I’ve definitely read more than one news article referring to depression as “the common cold of mental health.” You’re not the only one to hear that phrase used, Ali.
I have a diagnosis of Major Depression, which I got from my therapist a couple (ish) years ago, but I’ve had pretty much my entire life. I refer to myself as “depressed” when I notice myself feeling and/or behaving the way I know I do when I’m having an episode, regardless of severity or symptoms. So, I might use “I’m depressed” to refer to feeling sad or down, but it just depends on what my depression happens to bring.
Usually, I just say “I’m not feeling well.” If further explanation is needed, I might say, “I’m having a depressive episode.” Or, if they’re a millennial, I’ll tell them I’ve got a dementor sucking on my soul and hope they get the Harry Potter reference, haha.
Thank GT Radio for an excellent episode! Very insightful look at depression, its meaning, and how it can present differently.
It’s even pushed me to reexamine my current mental health because for the past few months I’ve definitely had “I’m not depressed enough to be depressed” running through my head. It hadn’t occurred to me that depression can manifest itself in various ways or that worrying about not being depressed enough can be telling on its own.
@Gianminni
I appreciate your 2nd point! In my experience general practitioners cut straight to medication to help rather than suggesting a therapist or an expert to talk to instead/as well. I would like to read the article that you are referring.
I opened a separate thread for discussion on the mental health category.

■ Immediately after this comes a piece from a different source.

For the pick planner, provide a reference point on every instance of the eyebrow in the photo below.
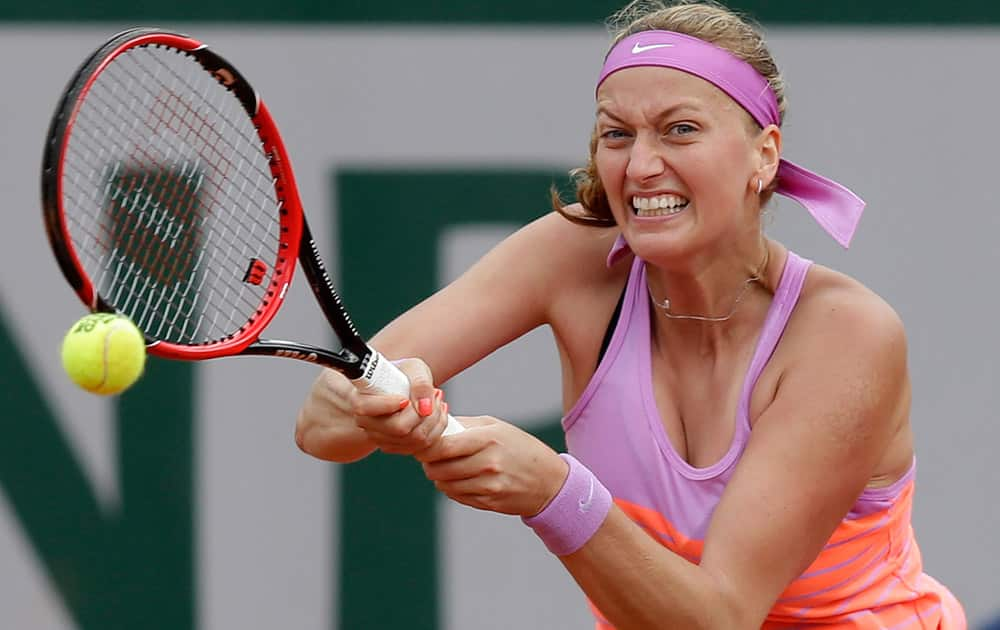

On of the main issues with general practitioners is that unless you work in a hospital you have to go out of your way to implement interproffesionalism in your practice. In medschool we are not taught to consider all specialities and how it might be helpful to implement them in your practice. We are not taught to begin networking when we establish our own private practice and learn what good psychs are in the area, nutritionists, labs, ect. So in the end its up to general practitioners to have the insight of thinking that maybe it would be useful for the patient to see a psych.
Furthermore from a medical standpoint the weight of therapy is always on the doctor so when someone comes by with depression the logical assumption is that the best thing I can do for my patient is deal out a prescription without reffering for additional services. Also some other physicians dont have a list of psychologists that work in the area. So when patients come asking for help they sometimes just mention the possibility of seeing a psych instead of orienting patients on where and how they can have access to those services.

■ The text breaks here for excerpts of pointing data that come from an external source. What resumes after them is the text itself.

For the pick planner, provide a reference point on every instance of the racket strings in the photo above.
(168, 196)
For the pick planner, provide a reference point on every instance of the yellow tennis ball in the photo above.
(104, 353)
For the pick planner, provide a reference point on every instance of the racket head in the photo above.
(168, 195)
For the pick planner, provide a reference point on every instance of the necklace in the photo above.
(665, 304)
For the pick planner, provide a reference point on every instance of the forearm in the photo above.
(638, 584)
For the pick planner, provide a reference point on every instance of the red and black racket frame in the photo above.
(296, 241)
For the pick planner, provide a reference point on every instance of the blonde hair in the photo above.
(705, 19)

The issue I see is that doctors assume that the patient has a depressive disorder without a proper diagnosis. I can’t get new glasses with the same prescription I got three years ago but I can tell my family doctor that I’m depressed and have pills in an hour.

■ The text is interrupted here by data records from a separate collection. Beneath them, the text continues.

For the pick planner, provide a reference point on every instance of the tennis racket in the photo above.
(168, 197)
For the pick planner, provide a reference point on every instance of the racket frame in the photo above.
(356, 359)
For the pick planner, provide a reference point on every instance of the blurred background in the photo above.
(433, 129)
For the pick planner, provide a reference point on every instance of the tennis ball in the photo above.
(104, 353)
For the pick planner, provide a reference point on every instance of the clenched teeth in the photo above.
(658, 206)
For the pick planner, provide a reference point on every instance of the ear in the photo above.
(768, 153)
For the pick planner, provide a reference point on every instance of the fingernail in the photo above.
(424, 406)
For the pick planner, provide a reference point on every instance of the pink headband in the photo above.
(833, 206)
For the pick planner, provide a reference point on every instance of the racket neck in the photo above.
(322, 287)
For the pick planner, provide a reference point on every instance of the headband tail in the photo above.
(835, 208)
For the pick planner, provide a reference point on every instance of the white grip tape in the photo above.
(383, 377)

I had a mentor who is a family practitioner, I remember talking about a patient who was had been struggling with smoking cessation after having an osteoporotic fracture(smoking is a risk factor). He straight out told me he was going to prescribe antidepressants. I was taken aback and I asked what criteria she showed and he responded: “You just know when somebody is depressed, I can do a psychiatrist’s job better than a psychiatrist. If someone is depressed they are just depressed, there’s no need to go around it.”
I remember how much I just wanted to say something, but I also saw how annoyed he was with the conversation and he was going to evaluate me at the end for proffesionalism. What adds insult to injury is that he knew I wanted to be in psych.